Von 0 auf Platz 2 der aktuellen Krimibestenliste ist “Late Show” gesprungen, der neue Roman von Michael Connely (Campa, Euro 19,90, übersetzt von Sepp Leeb). Eine #metoo-Bullenoper, wenn man so will: Renée Ballard ist zur Nachtschicht der Polizei von L.A. versetzt worden, also eben zur Late Show, weil sie einen Vorgesetzten wegen sexueller Belästigung verklagt hat, und zwar erfolglos, weil ihr ehemaliger Partner sie bei der Beweisaufnahme wider Erwarten im Stich ließ. Mit beiden bekommt die nun Stigmatisierte es wieder zu tun, auf wendungsreiche und überraschende Weise, so viel kann man verraten, bei den beiden Fällen, die sie in “Late Show” ermittelt: In dem einen geht es um einen Transvestiten, der halbtot geprügelt und gefoltert wurde – im anderen um einen vermeintlichen Amoklauf in einem Club, hinter dem allerdings, so Ballards Vermutung, mit der sie allein auf weiter Front gegen alle Widerstände operiert, ein misslungenes Drogengeschäft unter korrupter Polizei-Beteiligung stecken könnte. Der Rest ist eine extrem dichte und packende, vorwiegend nächtliche Geschichte, ein Polizeiroman reinsten Wassers mit einer klasse konzipierten Hauptfigur – und Heldin. Michael Connelly ist einer der Großen der US-Genreliteratur, bekannt für seine Harry Bosch-Reihe, die mittlerweile auch als Streaming-Serie weltweit erfolgreich ist. Connelly ist einer, der in der Anlage seiner Storys mitunter etwas schematisch agiert, das fällt auch beim Neustart mit Renée Ballard auf – gereicht der Geschichte aber eher zum Vorteil, weil das Geschehen im Schema eine immense Dichte und Dynamik entfaltet, und zwar nicht über “Privates” oder “Atmosphärisches”, sondern über die konzentriert im Zentrum stehende Ermittlungsarbeit, die in diesem Roman der Dreh- und Angelpunkt von allem ist.

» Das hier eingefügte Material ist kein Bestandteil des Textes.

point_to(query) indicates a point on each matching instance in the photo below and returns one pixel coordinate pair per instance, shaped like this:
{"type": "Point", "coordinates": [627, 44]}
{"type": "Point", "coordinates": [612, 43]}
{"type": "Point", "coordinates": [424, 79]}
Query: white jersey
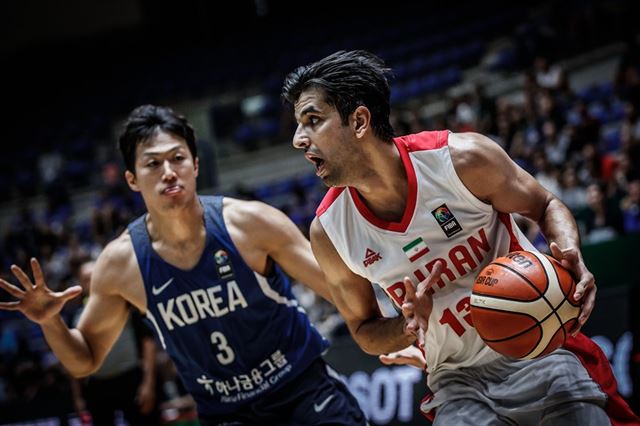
{"type": "Point", "coordinates": [442, 220]}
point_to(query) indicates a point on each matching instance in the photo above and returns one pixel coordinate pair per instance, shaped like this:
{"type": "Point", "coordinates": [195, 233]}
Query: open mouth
{"type": "Point", "coordinates": [316, 161]}
{"type": "Point", "coordinates": [172, 190]}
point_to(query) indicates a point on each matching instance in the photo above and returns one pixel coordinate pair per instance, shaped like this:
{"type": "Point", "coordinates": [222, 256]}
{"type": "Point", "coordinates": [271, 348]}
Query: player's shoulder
{"type": "Point", "coordinates": [424, 141]}
{"type": "Point", "coordinates": [117, 263]}
{"type": "Point", "coordinates": [119, 249]}
{"type": "Point", "coordinates": [250, 213]}
{"type": "Point", "coordinates": [471, 149]}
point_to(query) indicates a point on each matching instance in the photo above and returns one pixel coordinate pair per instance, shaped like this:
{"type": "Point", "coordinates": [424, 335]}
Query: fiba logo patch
{"type": "Point", "coordinates": [221, 257]}
{"type": "Point", "coordinates": [223, 264]}
{"type": "Point", "coordinates": [446, 220]}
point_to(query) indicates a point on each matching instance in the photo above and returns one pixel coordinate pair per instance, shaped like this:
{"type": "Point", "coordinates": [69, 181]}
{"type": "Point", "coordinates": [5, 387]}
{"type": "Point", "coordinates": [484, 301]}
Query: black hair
{"type": "Point", "coordinates": [348, 80]}
{"type": "Point", "coordinates": [143, 123]}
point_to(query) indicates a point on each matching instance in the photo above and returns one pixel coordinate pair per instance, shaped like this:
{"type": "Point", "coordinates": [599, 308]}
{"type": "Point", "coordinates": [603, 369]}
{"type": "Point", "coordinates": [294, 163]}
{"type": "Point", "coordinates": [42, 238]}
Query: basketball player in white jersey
{"type": "Point", "coordinates": [430, 210]}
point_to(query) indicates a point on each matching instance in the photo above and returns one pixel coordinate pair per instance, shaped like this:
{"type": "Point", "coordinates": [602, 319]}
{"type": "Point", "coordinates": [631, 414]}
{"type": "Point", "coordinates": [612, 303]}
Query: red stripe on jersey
{"type": "Point", "coordinates": [424, 141]}
{"type": "Point", "coordinates": [598, 367]}
{"type": "Point", "coordinates": [412, 194]}
{"type": "Point", "coordinates": [514, 244]}
{"type": "Point", "coordinates": [328, 199]}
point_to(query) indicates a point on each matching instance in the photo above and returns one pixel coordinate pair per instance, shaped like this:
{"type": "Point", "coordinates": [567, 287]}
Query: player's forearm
{"type": "Point", "coordinates": [148, 361]}
{"type": "Point", "coordinates": [69, 346]}
{"type": "Point", "coordinates": [558, 225]}
{"type": "Point", "coordinates": [383, 335]}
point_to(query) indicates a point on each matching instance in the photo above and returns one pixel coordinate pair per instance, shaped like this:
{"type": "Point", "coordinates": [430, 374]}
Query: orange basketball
{"type": "Point", "coordinates": [522, 304]}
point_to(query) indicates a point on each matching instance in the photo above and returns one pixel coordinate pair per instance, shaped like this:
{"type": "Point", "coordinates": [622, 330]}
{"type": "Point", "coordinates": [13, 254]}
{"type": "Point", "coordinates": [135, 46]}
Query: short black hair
{"type": "Point", "coordinates": [348, 79]}
{"type": "Point", "coordinates": [143, 123]}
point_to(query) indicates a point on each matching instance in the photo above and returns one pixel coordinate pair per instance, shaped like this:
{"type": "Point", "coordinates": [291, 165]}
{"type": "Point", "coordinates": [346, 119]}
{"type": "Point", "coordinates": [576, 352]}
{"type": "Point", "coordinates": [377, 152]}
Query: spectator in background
{"type": "Point", "coordinates": [631, 208]}
{"type": "Point", "coordinates": [572, 193]}
{"type": "Point", "coordinates": [547, 76]}
{"type": "Point", "coordinates": [600, 220]}
{"type": "Point", "coordinates": [126, 381]}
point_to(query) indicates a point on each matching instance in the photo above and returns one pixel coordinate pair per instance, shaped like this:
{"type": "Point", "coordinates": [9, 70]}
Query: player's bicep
{"type": "Point", "coordinates": [352, 294]}
{"type": "Point", "coordinates": [102, 320]}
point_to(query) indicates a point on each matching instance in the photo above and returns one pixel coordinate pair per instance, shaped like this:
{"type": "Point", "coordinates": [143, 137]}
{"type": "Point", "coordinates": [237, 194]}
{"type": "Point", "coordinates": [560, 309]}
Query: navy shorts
{"type": "Point", "coordinates": [315, 397]}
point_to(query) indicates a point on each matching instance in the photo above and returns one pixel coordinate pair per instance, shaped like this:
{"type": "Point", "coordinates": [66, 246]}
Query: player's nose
{"type": "Point", "coordinates": [300, 139]}
{"type": "Point", "coordinates": [167, 171]}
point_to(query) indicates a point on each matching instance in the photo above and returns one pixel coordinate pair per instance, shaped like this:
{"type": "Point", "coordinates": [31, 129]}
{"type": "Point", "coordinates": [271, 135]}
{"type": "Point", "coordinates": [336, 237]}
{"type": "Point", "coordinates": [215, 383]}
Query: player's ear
{"type": "Point", "coordinates": [131, 180]}
{"type": "Point", "coordinates": [361, 120]}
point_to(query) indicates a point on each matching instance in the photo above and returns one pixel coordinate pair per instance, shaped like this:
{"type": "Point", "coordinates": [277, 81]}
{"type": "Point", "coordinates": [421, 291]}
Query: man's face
{"type": "Point", "coordinates": [165, 171]}
{"type": "Point", "coordinates": [327, 143]}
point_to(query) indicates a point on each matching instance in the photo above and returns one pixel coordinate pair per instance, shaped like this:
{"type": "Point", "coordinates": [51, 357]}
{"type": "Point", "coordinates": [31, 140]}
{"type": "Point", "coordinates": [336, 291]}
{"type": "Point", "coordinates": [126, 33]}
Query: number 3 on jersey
{"type": "Point", "coordinates": [463, 307]}
{"type": "Point", "coordinates": [225, 353]}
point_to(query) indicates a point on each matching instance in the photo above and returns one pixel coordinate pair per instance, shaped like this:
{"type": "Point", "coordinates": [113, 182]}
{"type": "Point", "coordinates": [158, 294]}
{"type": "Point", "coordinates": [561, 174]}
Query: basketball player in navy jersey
{"type": "Point", "coordinates": [429, 210]}
{"type": "Point", "coordinates": [206, 272]}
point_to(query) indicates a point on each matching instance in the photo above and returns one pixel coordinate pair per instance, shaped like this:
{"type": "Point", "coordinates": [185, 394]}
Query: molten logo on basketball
{"type": "Point", "coordinates": [522, 304]}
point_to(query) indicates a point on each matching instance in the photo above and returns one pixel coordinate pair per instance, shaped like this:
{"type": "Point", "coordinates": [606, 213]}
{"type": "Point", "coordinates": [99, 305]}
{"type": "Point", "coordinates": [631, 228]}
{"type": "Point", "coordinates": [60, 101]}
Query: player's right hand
{"type": "Point", "coordinates": [418, 303]}
{"type": "Point", "coordinates": [35, 300]}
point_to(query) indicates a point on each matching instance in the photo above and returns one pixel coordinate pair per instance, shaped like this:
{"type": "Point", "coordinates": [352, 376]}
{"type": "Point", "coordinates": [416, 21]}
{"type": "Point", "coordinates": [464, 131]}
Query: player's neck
{"type": "Point", "coordinates": [384, 187]}
{"type": "Point", "coordinates": [182, 226]}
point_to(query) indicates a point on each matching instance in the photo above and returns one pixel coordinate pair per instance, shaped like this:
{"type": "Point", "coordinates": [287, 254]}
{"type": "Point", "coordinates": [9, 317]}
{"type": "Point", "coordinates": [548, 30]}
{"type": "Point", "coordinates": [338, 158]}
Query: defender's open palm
{"type": "Point", "coordinates": [35, 300]}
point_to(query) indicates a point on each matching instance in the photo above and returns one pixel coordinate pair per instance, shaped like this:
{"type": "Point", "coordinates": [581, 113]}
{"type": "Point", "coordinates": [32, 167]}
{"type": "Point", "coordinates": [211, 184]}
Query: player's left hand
{"type": "Point", "coordinates": [407, 356]}
{"type": "Point", "coordinates": [586, 285]}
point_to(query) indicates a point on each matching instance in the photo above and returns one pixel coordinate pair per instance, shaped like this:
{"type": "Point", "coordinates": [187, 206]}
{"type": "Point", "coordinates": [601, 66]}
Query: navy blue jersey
{"type": "Point", "coordinates": [233, 334]}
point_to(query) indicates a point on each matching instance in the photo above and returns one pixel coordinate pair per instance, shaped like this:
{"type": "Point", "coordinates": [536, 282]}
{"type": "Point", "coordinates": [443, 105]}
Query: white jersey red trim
{"type": "Point", "coordinates": [442, 220]}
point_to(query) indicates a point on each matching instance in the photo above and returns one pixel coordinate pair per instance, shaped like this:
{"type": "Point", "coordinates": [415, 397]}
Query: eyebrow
{"type": "Point", "coordinates": [155, 153]}
{"type": "Point", "coordinates": [307, 110]}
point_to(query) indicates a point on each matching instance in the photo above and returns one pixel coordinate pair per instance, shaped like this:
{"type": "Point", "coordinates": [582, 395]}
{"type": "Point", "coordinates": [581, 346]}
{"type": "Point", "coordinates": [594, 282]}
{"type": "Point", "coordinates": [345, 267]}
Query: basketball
{"type": "Point", "coordinates": [522, 304]}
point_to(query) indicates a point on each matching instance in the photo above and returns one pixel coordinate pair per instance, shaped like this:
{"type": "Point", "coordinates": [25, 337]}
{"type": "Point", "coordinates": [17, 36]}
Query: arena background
{"type": "Point", "coordinates": [555, 83]}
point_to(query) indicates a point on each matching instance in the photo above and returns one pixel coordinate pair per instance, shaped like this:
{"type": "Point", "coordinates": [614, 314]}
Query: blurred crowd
{"type": "Point", "coordinates": [582, 145]}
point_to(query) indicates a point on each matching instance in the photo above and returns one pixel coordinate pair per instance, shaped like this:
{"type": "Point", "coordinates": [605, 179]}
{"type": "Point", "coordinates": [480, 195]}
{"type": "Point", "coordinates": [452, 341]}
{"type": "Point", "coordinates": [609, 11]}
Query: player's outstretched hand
{"type": "Point", "coordinates": [407, 356]}
{"type": "Point", "coordinates": [585, 282]}
{"type": "Point", "coordinates": [418, 303]}
{"type": "Point", "coordinates": [35, 300]}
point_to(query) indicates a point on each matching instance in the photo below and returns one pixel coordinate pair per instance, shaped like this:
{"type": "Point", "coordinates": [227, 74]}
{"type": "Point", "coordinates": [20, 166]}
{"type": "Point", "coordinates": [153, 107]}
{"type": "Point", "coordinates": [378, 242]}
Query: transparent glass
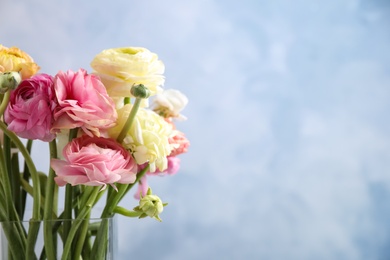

Stark vertreten sind auf dieser Krimibestenliste für den Mai übrigens Romane von Frauen aus den Vereinigten Staaten: Auf Rang 3 liegt “Family Business” von Lisa Sandlin, auf 4 “Altlasten” von Altmeisterin Sara Paretsky und auf 7 der Debütroman “Miracle Creek” von Angie Kim – die Drei werden ebenfalls demnächst an dieser Stelle noch ausführlicher Thema sein.
Einstweilen noch schnell ein Blick nach Uruguay, auf einen Kriminalroman, der es (noch?) nicht auf die Liste geschafft hat: “Falsche Ursula” von Mercedes Rosende (Unionsverlag, Euro 18, übersetzt von Peter Kultzen). Vor anderthalb Jahren war Mercedes Rosende mit “Krokodilstränen” auf der Krimibestenliste platziert, 2019 wurde sie für den Roman mit dem Liberaturpreis ausgezeichnet. Bis dahin war “Krimi aus Uruguay” ein eher unbekanntes Terrain – mit den genannten Erfolgen ist es ein wenig erschlossen, so dass der Unionsverlag es eben gewagt hat, noch einen Roman von Mercedes Rosende auf dem deutschsprachigen Markt zu platzieren. “Falsche Ursula” ist chronologisch eigentlich vor “Krokodilstränen” angesiedelt, der Roman ist also sozusagen Nachfolger und Vorgänger zugleich, man kann ihn aber auch dann mit Gewinn lesen, wenn man den schon vorhandenen zweiten Teil der Geschichte bereits kennt. Ein Geschäftsmann wird entführt, seine Frau soll zahlen, sie hat sich allerdings getrennt, er kennt ihre neue Handynummer nicht auswendig, die Entführer bedienen sich im Telefonbuch, so landen sie eben bei der “falschen” Ursula Lopez, die im Zentrum der Story steht, noch deutlicher als im zweiten/ersten Teil – und die in vielerlei Hinsicht ein Kaliber für sich ist. Ursula ist eine übergewichtige, schlecht gelaunte, fiese Misanthropin, der das Leben allerdings auch übel mitgespielt hat, sie macht aus dem Entführungsfall ihre ganz eigene Geschichte, und die beteiligten männlichen Humanoiden bekommen dabei übelst ihr Fett weg. Sympathisch ist Ursula keineswegs, trotzdem die Identifikationsfigur dieses Romans, wie Mercedes Rosende diese Konstellation in aller Vielschichtigkeit umzusetzen gelingt, ist bemerkenswert und beeindruckend. Und auf eine sehr verquere Weise lustig. Abgesehen davon: Spannender Blick nach Montevideo. Gesellschaftskritisch ohne Zeigefinger. Und sowieso: Ausgesprochen gute Unterhaltung.